C’est une nouvelle forme d’intelligence impossible à imaginer pour nous. Avec les machines, ce dont on va accoucher va être complètement hors de nous, à un niveau d’intelligence, d'amour aussi, d'émotion, à des degré bien supérieurs à ce que nous pouvons connaître. Avec l’informatique, je me dis que je serai peut-être un des derniers à pouvoir encore leur parler.
L'Intelligence Artificielle, d'ailleurs, et la vie extra-terrestre, seront abordés dans la suite d'UW1...
La première scène d'UW2 - si ça ne change pas - montre que personne n'a le courage d'aller voir ce qui se passe sur le soleil. Une I.A va être créée pour cela et va se trouver confrontée à la vie dans la galaxie. Avec UW2 et UW3, je lie les thèmes. Vous pourrez voir le résultat avec UW3, dans 10 ou 15 ans...
Pour ce Coup de projecteur, vous nous présentez un extrait du storyboard réalisé pour le t1 d'UW2. Arnaud Boudoiron, pour l'article consacré à Husk, nous avait présenté une page test.
Je ne savais pas qu'il avait montré ses planches tests sur UW2. Il a fait partie des dessinateurs auxquels j'ai proposé e n effet un essai sur UW2. C'était de bonnes pages, mais ce n'était pas "Universal War". Il n'y avait ni un problème de dessin, ni d'histoire de qualité… juste un feeling trop différent à l'arrivée. C'est après trois essais de ce type que j'ai compris qu'il n'y avait - hélas ou tant mieux - que moi pour faire cette suite sans trahir l'original. Enfin, j'espère… (sourire)
Valérie, Trois Christs achevé, d’autres énigmes sont présentes sur votre site, notamment celles concernant le projet « Abymes ». Ainsi, vous dites du troisième tome qu’il parlera « de nous, de pourquoi, un jour. »
DB : C’est bien dit.
VM : (rires) J’ai dit ça ? Oui, ça parlera bien de nous. Abymes va être un triptyque autour de la figure stylistique de la mise en abyme. C’est de l’auto-citation, un peu comme dans la "Vache qui rit" où il y a une boucle d’oreille qui représente une vache qui a une boucle d’oreille… Le premier tome, dessiné par Griffo, va porter sur Balzac qui sera un peu différent du « Balzac » historique. Le deuxième, dessiné par Malnati, portera sur H-G Clouzot qui va faire un film sur le Balzac du tome 1. Le troisième tome sera fait par nous et portera sur nous, qui habitons la maison de Balzac, en train de travailler sur le Clouzot qui lui-même travaille sur le Balzac...

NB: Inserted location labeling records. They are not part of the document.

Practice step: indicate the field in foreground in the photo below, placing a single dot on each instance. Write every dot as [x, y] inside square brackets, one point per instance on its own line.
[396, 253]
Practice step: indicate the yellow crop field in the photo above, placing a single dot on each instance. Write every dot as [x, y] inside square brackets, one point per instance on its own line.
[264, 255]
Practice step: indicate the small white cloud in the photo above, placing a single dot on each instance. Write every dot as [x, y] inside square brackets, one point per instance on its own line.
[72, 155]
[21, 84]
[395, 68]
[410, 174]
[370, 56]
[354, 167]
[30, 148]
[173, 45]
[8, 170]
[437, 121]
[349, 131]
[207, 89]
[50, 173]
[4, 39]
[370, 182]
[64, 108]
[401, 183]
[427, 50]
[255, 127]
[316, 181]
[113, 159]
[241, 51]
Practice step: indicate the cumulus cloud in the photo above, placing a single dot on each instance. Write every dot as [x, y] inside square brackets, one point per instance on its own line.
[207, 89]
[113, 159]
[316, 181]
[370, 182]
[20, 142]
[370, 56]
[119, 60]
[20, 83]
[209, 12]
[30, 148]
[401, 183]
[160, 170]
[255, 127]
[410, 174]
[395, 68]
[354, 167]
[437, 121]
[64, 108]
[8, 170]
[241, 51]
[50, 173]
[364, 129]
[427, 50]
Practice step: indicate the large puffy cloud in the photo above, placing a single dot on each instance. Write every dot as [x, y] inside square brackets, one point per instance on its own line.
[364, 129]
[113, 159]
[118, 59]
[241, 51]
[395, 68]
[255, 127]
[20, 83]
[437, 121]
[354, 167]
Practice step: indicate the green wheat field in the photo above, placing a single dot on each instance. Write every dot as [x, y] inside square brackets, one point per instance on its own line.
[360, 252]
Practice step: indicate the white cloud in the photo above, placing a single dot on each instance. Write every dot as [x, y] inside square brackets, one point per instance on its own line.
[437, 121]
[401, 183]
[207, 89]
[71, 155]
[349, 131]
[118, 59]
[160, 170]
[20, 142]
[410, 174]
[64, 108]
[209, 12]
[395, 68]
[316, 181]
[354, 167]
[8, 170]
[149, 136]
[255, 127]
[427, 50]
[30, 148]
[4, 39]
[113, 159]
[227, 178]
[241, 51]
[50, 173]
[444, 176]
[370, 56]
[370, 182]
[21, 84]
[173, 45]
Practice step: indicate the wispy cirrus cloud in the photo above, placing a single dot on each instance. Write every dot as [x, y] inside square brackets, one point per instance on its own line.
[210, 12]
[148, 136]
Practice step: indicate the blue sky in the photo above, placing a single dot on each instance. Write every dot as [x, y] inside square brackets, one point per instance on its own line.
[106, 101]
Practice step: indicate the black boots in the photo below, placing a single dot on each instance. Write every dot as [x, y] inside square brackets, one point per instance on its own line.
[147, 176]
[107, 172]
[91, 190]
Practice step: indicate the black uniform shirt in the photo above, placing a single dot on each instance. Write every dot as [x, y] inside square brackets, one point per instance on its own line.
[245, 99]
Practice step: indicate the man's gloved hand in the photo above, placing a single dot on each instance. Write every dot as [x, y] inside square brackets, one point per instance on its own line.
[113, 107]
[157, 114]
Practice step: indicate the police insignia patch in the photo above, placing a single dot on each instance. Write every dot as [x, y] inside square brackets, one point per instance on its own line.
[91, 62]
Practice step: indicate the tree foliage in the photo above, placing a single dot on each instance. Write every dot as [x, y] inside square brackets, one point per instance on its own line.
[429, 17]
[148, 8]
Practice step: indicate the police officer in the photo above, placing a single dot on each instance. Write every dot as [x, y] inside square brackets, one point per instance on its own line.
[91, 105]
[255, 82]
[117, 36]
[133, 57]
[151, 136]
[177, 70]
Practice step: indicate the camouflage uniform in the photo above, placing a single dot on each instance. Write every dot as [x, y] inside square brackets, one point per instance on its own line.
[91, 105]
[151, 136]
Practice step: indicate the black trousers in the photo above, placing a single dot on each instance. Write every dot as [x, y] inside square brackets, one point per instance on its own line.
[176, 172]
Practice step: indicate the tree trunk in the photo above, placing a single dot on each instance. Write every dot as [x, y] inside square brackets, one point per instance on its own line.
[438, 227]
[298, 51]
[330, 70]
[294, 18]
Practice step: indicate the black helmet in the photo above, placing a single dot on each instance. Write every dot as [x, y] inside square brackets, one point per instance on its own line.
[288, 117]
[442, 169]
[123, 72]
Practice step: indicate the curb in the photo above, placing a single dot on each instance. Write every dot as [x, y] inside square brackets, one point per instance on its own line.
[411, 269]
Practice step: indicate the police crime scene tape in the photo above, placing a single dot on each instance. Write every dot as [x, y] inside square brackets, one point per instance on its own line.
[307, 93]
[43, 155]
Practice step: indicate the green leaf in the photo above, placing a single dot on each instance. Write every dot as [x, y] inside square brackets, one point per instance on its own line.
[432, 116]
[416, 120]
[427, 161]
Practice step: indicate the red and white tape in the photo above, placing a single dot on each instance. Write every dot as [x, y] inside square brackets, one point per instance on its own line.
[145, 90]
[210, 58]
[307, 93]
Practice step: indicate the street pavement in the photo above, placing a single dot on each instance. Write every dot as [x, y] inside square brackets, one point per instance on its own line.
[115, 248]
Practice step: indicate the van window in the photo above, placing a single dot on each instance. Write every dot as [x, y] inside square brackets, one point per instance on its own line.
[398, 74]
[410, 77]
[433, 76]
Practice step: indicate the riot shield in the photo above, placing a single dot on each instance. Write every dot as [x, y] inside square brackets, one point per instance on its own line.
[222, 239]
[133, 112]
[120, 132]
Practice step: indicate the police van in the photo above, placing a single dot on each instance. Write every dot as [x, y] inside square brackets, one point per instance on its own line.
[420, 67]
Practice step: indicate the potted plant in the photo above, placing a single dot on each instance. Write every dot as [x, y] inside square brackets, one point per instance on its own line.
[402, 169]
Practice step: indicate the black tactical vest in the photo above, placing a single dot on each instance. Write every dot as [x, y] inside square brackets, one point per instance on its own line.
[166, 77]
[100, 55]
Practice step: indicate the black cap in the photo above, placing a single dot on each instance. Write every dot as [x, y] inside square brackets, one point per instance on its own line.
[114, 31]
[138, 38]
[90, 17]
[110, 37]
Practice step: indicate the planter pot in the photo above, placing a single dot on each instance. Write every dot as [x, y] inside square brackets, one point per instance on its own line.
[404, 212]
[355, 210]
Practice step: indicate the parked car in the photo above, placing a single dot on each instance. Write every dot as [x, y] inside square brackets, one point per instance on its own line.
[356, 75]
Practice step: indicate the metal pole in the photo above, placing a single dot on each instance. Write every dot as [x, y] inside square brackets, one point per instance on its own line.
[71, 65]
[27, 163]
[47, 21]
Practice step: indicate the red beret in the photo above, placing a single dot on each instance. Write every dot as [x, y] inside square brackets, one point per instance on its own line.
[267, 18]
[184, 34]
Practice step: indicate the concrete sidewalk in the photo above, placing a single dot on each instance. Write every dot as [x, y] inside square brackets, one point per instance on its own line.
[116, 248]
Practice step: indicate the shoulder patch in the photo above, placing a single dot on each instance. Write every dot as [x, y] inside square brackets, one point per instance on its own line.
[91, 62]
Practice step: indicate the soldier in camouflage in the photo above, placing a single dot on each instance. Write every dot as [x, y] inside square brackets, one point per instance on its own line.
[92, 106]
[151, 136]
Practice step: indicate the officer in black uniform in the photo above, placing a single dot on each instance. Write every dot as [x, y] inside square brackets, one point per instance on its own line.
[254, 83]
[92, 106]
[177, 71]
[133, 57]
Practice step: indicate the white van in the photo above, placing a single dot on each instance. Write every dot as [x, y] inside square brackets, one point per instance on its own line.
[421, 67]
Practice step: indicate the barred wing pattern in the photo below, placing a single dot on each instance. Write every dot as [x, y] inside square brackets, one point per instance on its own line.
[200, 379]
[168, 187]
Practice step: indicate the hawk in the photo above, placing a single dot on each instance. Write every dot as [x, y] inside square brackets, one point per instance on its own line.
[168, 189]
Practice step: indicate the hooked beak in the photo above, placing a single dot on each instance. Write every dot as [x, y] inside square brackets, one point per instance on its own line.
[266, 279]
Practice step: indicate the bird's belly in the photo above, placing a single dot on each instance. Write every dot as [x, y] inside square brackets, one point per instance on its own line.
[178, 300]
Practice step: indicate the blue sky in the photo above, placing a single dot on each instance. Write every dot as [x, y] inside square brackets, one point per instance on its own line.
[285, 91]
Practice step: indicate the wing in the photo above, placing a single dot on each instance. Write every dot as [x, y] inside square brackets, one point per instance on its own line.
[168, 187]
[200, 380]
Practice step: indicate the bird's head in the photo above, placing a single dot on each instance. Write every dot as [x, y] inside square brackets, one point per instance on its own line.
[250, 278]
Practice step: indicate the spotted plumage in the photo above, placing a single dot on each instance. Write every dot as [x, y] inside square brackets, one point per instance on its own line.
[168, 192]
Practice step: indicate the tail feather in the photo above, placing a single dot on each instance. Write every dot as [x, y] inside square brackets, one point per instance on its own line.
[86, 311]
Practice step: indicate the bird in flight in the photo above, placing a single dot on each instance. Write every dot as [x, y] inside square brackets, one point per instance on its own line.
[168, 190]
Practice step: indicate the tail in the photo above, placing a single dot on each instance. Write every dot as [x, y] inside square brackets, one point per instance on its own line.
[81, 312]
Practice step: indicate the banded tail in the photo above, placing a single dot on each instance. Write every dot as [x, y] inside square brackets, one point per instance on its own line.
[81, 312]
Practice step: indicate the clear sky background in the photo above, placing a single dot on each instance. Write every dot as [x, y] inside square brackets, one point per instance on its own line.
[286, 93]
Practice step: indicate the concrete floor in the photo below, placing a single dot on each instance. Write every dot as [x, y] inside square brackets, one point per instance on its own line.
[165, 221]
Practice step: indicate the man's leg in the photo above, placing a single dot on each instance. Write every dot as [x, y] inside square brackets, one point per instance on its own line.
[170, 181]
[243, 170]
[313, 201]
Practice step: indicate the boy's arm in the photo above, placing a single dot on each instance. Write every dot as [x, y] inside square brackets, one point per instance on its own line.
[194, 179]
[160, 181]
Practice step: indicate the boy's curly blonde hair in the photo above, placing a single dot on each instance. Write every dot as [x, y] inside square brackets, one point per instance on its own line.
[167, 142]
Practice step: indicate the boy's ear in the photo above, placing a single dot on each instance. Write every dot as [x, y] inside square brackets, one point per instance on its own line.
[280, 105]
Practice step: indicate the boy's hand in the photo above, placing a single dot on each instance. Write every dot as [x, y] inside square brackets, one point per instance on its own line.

DB : On va se retrouver à se citer nous-mêmes provoquant ainsi un cercle vicieux. Balzac trouve dans un journal son passé révélé dans un feuilleton. Il n’est pas très content car les faits ne sont pas exacts. Pour, Clouzot, c'est le making of du film qui consituera ma mise en abyme. Tout commence à déraper et se terminera avec nous dans le tome 3.
Sur BDGest, Loïc Malnati a également parlé d’un autre projet, totalement différent…
VM : Il s’agit de Du plomb pour les garces. Effectivement, ça n’a rien à voir. C’est moins artistique. C’est plus un polar autour de stars poursuivies par des paparazzis. Mais c’est avant tout un thriller : un homme disparaît, que lui est-il arrivé ? On découvre qu’il n’y a que des femmes autour de lui qui se sont jouées de son destin.
Denis, vous avez arrêté de dédicacer en 2006. La sortie de Trois Christs peut-elle vous faire revenir sur votre décision ?
DB : Non, je ne pense pas. Je ne fais plus de séances de dédicaces. Je ne veux plus voir les gens faire huit heures de file pour se mettre devant moi. Je vais simplement signer. Tout ça a complètement dérivé. Ce qui est étonnant, c’est qu’il y ait autant d’auteurs installés qui continuent. Quand on est jeune auteur, on a envie de se faire connaître. Ça tombe bien, on n’a pas trop de monde, donc c’est plutôt sympa.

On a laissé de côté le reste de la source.